Frida Kahlo, Diego Rivera, and Mexican Modernism from the Jacques and Natasha Gelman Collection 
Frida Kahlo, Self-Portrait with Braid, 1941, oil on canvas. The Jacques and Natasha Gelman Collection of 20th-Century Mexican Art and the Vergel Foundation and MondoMostre in collaboration with the Instituto Nacional de Bellas Artes y Literatura (INBAL). © 2022 Banco de Mexico Diego Rivera Frida Kahlo Museums Trust, Mexico, D.F./ Artists Rights Society (ARS), New York. Photo: Gerardo Suter

Frida Kahlo, Diego Rivera, and Mexican Modernism from the Jacques and Natasha Gelman Collection 

Portland Art Museum, Portland, OR - To June 5

by Allyn Cantor

This nationally traveling exhibition highlights the Mexican Modernist art movement, celebrating two artists whose life stories and creative innovations were influential for generations. Frida Kahlo and Diego Rivera were central figures in a vibrant artistic renaissance that began to flourish in the 1920s, following the Mexican Revolution.
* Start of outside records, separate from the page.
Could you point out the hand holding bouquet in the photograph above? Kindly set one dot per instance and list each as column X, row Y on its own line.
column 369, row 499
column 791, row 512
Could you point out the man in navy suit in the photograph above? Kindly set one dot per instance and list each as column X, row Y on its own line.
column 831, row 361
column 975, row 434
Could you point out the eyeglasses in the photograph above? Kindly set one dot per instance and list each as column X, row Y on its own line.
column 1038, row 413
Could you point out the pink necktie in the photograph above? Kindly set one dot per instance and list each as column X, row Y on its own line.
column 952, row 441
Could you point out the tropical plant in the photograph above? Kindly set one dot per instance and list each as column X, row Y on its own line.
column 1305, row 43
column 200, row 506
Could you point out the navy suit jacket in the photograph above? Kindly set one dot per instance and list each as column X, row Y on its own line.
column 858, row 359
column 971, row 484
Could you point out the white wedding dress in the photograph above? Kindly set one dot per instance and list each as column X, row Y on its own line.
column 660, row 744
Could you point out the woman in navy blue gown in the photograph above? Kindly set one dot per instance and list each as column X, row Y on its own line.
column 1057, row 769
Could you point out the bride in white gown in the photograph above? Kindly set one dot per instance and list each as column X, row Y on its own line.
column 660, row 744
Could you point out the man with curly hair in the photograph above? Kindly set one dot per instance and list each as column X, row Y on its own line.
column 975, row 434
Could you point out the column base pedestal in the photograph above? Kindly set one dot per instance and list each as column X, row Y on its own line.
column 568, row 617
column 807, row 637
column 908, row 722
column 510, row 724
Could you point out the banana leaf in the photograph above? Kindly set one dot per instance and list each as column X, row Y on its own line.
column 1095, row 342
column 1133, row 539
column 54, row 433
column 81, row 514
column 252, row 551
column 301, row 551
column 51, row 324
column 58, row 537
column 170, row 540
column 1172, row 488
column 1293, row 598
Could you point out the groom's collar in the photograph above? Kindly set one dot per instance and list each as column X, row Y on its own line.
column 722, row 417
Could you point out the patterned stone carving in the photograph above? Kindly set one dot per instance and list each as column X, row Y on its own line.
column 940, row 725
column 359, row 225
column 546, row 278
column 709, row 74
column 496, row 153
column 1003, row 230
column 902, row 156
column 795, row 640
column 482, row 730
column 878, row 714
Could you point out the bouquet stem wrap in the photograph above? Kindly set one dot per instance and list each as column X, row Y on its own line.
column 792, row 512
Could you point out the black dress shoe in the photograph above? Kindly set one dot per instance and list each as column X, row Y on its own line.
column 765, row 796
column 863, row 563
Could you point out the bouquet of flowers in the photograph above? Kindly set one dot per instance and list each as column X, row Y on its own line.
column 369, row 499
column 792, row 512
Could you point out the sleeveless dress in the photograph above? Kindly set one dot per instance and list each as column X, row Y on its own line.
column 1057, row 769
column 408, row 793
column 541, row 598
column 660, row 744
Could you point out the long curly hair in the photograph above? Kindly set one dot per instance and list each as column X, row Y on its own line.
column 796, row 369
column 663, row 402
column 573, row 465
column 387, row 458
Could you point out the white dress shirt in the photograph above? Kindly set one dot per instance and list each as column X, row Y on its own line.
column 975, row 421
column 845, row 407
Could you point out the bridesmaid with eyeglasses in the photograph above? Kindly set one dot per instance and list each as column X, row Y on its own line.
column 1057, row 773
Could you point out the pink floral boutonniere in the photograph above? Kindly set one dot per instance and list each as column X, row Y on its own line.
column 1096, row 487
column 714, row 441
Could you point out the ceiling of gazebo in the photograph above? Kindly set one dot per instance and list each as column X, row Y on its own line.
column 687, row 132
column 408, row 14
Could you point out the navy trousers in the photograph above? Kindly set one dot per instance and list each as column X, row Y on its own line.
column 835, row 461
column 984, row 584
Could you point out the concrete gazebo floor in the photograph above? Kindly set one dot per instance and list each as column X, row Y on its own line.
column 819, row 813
The married couple had many peers who were among a bigger picture of artists, activist and writers who considered the social, political and cultural potential of their work to shape national identity. Among their contemporaries were Manuel and Lola Álvarez Bravo, María Izquierdo, Carlos Mérida, David Alfaro Siqueiros, Rufino Tamayo and other well-known creatives whose works are included in this exhibition. 

Kahlo’s artistic trajectory began while she was confined to bed after a tragic accident that fractured her pelvis and spine at the age of 18. She painted self-portraits during her recovery and continued to look inward and draw from personal experience throughout her career. The artist’s raw emotional style resulted from intense self-reflection, and often her art would process her pain. Some of her most iconic and revered portraits are part of this show.

Rivera was also famous in his lifetime. He became renowned for his large-scale murals, originally commissioned by the Mexican government to bring ideas to the people on a broader scale. Rivera developed a painting style that rebelled against norms. His simplified figures often depicted socialist themes: the land, people of the working class, as well as heroic and tragic histories infused with his own political ideology. Rivera drew on elements of Indigenous Mexican culture in his work, yet also embraced European styles such as Cubism and Post-Impressionism.

The majority of works in this exhibition are from the collection of Jacques and Natasha Gelman, art patrons who were part of Mexico City’s dynamic art scene. Jacques was well-known for producing films during the 1930s to 1950s, in the Golden Age of Mexican cinema. The couple commissioned and purchased works by many important artists who were also their friends, including Kahlo and Rivera. The extensive exhibition includes over 150 pieces. Alongside paintings and works on paper are a number of photographs as well as examples of period clothing.